He is part of a research group that have used artificial intelligence to predict blood sugar drops and the need for food intake associated with physical activity.
Remove the obstacles
Patients with type 1 diabetes have a body that does not produce insulin. They must inject artificial insulin to keep their blood glucose level stable.
It can often be difficult to calculate what the body needs for extra nutrition before a workout, to avoid the blood sugar level becoming too low. It may therefore be necessary to eat before or during exercise.
But what and how much should one eat? This is difficult to find out without having to try and fail. In addition, it is necessary to expose yourself to a certain risk by testing how your blood sugar level develops during the training session. These challenges can make it hard to get started with training.
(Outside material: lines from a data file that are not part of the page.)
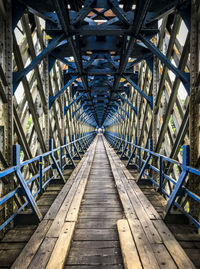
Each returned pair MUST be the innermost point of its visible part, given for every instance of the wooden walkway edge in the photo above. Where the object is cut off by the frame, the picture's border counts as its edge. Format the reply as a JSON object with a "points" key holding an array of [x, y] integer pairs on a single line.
{"points": [[59, 222], [88, 227], [156, 246]]}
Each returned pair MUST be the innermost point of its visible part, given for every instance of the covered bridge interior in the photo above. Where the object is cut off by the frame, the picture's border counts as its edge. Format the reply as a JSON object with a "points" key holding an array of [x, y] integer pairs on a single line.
{"points": [[99, 134]]}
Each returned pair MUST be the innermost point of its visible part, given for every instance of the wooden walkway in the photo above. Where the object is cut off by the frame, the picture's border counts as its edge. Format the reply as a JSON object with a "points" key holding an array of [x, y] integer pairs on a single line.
{"points": [[101, 219]]}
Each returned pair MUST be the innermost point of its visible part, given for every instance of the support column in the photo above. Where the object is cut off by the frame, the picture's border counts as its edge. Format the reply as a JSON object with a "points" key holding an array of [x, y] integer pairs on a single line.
{"points": [[46, 92], [9, 186], [194, 184]]}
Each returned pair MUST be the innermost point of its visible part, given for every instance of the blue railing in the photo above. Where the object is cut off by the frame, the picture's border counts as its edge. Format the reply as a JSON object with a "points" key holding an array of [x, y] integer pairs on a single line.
{"points": [[43, 169], [158, 169]]}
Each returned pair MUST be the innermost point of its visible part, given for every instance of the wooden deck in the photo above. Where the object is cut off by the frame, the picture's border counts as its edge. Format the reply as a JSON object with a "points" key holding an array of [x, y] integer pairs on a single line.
{"points": [[101, 219]]}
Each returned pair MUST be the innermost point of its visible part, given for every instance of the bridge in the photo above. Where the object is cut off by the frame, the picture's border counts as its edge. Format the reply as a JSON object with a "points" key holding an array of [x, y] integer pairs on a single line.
{"points": [[99, 134]]}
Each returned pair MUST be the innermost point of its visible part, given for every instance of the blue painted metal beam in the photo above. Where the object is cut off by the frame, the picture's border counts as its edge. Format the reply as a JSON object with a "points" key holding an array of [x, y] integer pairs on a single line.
{"points": [[148, 98], [125, 100], [74, 101], [18, 76], [122, 109], [184, 77], [53, 98]]}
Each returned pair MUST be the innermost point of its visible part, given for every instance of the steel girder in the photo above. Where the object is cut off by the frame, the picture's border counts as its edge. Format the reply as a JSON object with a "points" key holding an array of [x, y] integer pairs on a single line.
{"points": [[99, 50]]}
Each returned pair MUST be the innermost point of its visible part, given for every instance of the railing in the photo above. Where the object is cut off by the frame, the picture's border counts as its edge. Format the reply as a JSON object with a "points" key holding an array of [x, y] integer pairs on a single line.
{"points": [[160, 171], [40, 170]]}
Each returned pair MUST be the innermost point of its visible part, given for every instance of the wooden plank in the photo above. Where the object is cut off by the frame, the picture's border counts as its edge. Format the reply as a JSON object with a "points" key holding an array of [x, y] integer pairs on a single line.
{"points": [[32, 246], [95, 234], [163, 257], [97, 223], [44, 252], [100, 215], [73, 212], [95, 244], [148, 226], [180, 257], [145, 250], [51, 214], [110, 266], [62, 246], [129, 252], [95, 259]]}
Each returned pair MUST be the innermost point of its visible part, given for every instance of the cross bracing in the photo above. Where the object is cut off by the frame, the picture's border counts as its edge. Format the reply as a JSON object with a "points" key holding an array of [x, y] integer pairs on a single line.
{"points": [[128, 67]]}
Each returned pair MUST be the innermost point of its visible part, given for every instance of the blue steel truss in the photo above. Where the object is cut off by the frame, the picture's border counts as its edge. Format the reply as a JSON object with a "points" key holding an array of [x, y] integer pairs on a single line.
{"points": [[99, 55], [141, 159], [49, 168]]}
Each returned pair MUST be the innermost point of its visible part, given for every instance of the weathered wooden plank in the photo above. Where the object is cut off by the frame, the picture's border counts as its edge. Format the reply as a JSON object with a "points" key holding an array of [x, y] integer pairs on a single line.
{"points": [[32, 246], [95, 244], [95, 234], [62, 246], [43, 254], [97, 223], [100, 215], [163, 257], [174, 248], [129, 252], [110, 266]]}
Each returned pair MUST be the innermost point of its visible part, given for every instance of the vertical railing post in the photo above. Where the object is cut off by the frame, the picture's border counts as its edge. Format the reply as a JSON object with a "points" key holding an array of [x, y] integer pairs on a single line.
{"points": [[61, 161], [25, 189], [161, 174], [40, 172], [55, 164], [178, 187], [71, 146], [140, 160]]}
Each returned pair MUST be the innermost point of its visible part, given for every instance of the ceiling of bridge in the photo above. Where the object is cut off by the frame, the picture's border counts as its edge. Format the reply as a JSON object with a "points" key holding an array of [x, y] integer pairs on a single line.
{"points": [[101, 42]]}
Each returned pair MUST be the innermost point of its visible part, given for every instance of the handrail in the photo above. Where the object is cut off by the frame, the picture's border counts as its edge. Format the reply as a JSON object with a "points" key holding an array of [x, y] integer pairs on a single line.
{"points": [[68, 151], [132, 150]]}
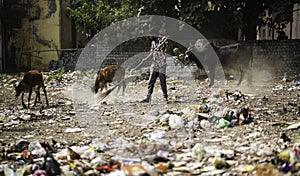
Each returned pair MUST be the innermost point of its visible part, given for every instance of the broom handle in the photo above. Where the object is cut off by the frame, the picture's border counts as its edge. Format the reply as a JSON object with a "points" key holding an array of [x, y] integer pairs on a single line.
{"points": [[146, 58]]}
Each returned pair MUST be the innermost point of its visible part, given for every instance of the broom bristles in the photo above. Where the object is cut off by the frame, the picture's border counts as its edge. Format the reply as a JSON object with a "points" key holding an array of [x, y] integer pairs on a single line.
{"points": [[101, 96]]}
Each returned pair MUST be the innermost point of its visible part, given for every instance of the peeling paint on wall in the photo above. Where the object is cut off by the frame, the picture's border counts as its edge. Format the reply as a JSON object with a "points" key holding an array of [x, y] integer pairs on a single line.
{"points": [[52, 8], [38, 38], [35, 12]]}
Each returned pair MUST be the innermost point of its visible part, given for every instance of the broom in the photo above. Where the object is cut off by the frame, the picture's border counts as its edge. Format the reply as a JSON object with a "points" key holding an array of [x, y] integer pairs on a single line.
{"points": [[105, 94]]}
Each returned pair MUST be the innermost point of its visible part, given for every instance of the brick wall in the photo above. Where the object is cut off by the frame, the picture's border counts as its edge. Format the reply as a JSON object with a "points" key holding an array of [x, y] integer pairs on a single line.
{"points": [[277, 56]]}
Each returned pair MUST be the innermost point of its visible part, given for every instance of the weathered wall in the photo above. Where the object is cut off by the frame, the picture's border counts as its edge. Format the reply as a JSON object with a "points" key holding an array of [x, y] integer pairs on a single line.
{"points": [[1, 55], [41, 31], [277, 57]]}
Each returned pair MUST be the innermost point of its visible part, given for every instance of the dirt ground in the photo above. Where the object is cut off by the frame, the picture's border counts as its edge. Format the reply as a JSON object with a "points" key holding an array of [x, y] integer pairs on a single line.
{"points": [[274, 106]]}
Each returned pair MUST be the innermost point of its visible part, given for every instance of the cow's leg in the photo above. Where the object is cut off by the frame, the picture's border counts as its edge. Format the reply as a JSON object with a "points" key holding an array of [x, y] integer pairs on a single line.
{"points": [[37, 97], [23, 104], [123, 86], [45, 93], [249, 77], [242, 75], [29, 96], [211, 76]]}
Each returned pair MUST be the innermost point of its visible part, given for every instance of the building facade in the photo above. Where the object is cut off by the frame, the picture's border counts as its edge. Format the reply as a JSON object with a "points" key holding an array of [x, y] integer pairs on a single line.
{"points": [[34, 32], [292, 30]]}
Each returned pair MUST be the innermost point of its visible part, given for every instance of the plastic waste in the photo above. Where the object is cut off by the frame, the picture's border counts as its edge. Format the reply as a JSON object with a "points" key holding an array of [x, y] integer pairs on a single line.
{"points": [[51, 166], [9, 172], [223, 123], [176, 122], [36, 149], [198, 151], [135, 169]]}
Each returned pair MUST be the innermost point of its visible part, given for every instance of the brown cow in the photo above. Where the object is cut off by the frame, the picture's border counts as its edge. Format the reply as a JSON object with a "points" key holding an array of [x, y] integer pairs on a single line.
{"points": [[109, 74], [31, 80]]}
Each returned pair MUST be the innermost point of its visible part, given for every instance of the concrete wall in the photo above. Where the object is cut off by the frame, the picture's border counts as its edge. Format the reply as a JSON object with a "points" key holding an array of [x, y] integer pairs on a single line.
{"points": [[41, 31], [265, 33], [277, 57], [1, 41]]}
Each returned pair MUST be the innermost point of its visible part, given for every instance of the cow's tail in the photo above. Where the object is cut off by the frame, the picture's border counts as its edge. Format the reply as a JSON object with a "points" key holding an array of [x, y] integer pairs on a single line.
{"points": [[251, 54]]}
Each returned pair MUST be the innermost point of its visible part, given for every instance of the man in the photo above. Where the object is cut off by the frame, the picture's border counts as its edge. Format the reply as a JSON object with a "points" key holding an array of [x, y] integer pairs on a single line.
{"points": [[158, 49]]}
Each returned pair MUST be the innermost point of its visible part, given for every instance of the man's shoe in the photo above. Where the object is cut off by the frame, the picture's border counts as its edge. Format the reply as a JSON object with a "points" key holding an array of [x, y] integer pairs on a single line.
{"points": [[147, 100], [166, 100]]}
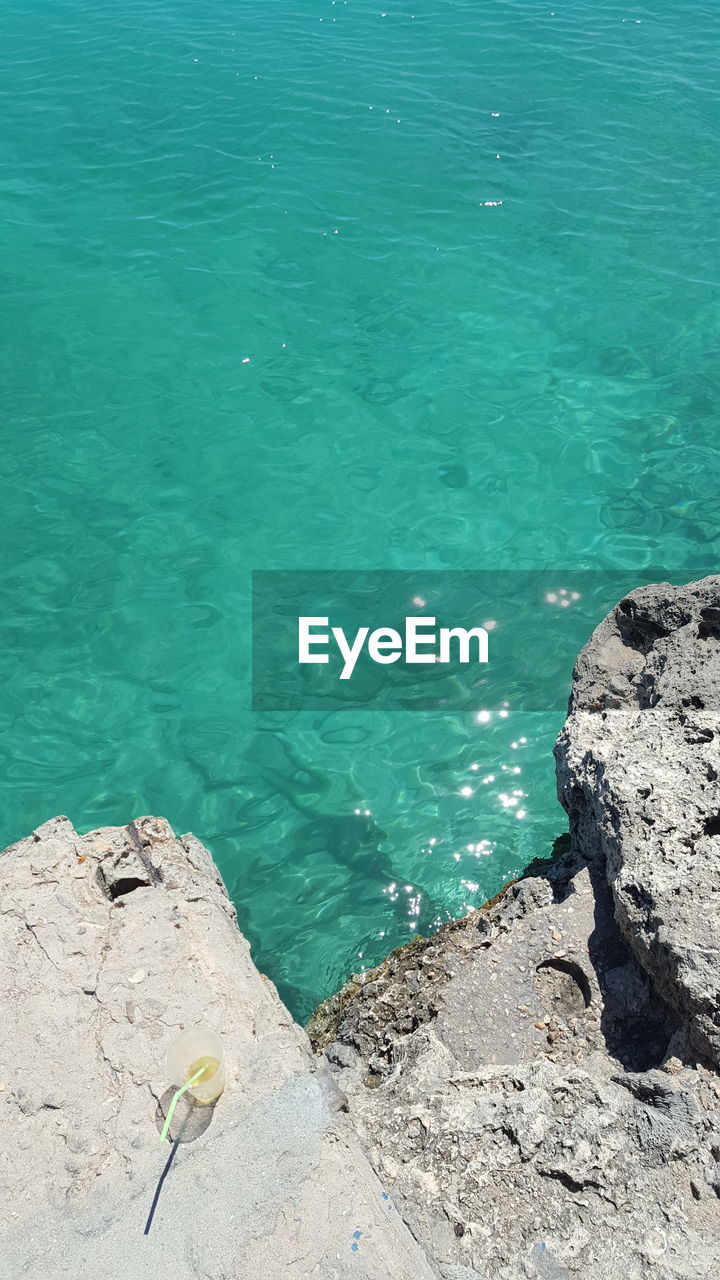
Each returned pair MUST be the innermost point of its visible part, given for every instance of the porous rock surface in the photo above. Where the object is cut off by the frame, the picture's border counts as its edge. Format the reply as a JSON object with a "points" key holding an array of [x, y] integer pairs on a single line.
{"points": [[110, 944], [538, 1083]]}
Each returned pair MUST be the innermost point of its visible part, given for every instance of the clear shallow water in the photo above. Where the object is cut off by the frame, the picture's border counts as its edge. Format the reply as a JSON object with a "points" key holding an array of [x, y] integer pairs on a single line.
{"points": [[304, 286]]}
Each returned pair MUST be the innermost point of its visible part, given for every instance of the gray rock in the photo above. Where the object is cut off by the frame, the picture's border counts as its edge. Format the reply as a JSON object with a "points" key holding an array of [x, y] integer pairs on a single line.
{"points": [[529, 1082], [638, 768], [110, 942]]}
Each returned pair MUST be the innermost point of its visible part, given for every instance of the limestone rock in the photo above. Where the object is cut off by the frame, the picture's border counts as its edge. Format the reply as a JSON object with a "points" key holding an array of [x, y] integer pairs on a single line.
{"points": [[110, 942], [638, 768], [532, 1080]]}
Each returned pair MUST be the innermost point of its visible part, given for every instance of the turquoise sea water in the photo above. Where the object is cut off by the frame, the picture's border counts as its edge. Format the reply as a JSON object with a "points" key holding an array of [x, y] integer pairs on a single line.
{"points": [[327, 286]]}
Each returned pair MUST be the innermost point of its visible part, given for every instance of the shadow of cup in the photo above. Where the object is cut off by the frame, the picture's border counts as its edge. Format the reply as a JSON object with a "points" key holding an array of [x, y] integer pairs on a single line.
{"points": [[190, 1120]]}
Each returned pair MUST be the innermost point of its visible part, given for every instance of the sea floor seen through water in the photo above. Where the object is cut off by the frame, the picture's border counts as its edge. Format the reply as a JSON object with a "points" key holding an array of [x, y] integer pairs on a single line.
{"points": [[323, 286]]}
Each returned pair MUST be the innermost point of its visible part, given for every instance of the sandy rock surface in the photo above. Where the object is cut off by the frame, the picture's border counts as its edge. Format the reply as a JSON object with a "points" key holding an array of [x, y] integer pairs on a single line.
{"points": [[110, 942], [538, 1083]]}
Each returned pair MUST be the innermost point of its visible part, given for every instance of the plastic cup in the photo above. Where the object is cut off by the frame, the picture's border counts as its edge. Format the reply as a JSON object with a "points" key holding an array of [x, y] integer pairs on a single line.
{"points": [[192, 1050]]}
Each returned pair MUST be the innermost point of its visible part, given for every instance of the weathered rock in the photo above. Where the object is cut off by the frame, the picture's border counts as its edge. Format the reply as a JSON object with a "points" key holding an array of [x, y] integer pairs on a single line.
{"points": [[531, 1080], [110, 942], [638, 768]]}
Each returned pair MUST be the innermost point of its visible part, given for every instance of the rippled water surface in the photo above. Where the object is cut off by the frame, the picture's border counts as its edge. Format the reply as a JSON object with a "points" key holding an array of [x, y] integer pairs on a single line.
{"points": [[318, 284]]}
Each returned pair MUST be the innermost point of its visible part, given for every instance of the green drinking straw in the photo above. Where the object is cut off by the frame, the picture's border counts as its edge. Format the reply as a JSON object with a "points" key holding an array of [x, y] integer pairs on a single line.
{"points": [[174, 1101]]}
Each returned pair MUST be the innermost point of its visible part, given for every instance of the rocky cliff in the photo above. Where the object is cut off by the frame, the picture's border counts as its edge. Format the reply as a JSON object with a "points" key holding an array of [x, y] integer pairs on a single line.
{"points": [[532, 1092], [538, 1083], [110, 942]]}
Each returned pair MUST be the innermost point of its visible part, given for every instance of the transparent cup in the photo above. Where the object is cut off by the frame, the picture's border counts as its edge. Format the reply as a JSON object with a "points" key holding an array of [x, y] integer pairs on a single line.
{"points": [[192, 1050]]}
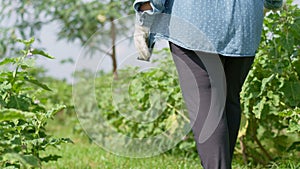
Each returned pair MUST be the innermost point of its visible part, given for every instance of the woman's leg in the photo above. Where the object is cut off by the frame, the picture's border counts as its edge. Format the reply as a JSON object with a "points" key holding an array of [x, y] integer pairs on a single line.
{"points": [[236, 70], [217, 151], [196, 89]]}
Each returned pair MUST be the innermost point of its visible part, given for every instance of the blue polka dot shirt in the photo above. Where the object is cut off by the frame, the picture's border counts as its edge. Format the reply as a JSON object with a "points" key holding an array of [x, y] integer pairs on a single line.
{"points": [[227, 27]]}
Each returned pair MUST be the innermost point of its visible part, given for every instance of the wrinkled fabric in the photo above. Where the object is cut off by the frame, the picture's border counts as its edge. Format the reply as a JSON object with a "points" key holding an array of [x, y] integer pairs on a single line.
{"points": [[227, 27]]}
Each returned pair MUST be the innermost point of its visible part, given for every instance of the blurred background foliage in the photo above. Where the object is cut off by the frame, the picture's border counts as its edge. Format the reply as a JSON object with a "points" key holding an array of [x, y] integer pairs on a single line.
{"points": [[270, 129]]}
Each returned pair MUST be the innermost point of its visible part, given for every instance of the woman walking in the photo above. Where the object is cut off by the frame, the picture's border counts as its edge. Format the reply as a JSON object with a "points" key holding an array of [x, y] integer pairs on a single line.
{"points": [[233, 30]]}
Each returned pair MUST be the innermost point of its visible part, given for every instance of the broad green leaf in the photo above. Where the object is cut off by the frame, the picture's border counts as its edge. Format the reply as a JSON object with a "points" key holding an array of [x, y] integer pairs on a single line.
{"points": [[7, 61], [36, 82], [26, 160], [14, 114], [26, 42]]}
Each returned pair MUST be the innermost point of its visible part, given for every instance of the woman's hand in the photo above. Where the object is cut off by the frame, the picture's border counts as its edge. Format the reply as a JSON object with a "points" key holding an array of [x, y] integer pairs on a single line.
{"points": [[145, 6]]}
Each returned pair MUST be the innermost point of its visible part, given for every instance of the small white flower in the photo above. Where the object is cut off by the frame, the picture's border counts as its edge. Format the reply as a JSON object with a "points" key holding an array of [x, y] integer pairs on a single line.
{"points": [[270, 35]]}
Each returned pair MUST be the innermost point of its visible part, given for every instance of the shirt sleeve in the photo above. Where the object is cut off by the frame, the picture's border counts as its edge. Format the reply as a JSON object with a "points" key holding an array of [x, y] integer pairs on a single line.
{"points": [[146, 18], [273, 4]]}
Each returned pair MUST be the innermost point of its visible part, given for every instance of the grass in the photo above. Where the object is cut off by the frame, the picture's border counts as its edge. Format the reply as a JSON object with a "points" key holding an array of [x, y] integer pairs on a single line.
{"points": [[85, 155]]}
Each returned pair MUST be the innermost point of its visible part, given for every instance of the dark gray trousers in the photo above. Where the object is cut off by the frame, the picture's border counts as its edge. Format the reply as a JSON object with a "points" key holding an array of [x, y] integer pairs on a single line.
{"points": [[217, 151]]}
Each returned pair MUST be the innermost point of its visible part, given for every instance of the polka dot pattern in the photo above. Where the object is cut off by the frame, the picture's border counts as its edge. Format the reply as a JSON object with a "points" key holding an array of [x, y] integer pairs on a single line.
{"points": [[232, 26]]}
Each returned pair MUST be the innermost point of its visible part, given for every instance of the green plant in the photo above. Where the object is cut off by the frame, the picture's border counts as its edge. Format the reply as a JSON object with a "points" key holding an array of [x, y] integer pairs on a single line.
{"points": [[270, 97], [22, 116]]}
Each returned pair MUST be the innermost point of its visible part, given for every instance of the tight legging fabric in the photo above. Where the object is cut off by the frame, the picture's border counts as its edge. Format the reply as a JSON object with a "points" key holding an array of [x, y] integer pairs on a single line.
{"points": [[217, 151]]}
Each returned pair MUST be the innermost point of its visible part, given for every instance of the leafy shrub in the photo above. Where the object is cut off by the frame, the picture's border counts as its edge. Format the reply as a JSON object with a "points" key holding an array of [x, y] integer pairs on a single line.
{"points": [[22, 116], [270, 98]]}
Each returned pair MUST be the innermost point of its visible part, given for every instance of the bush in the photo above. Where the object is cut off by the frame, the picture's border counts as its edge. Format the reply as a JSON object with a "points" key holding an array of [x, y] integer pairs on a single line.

“Too low blood sugar – hypoglycemia – is serious, and in the worst case, the patient may fall into a coma or die from such a strain. It is important to put in place tools that can make it less risky to exercise,” says Ngo.
Uses artificial neural networks
“Our goal is to create a safe app that gives the diabetes patient a recommendation of what and how much they should eat when they exercise. The challenge is that you can’t give individuals recommendations based on general population data. Different bodies have very different metabolisms, and we have to adapt it,” says Ngo.
The app must be able to provide accurate and safe advice. The simulations the researchers have done indicate that with the help of patient-generated data and specific information from the users, they will be able to calculate the correct food intake.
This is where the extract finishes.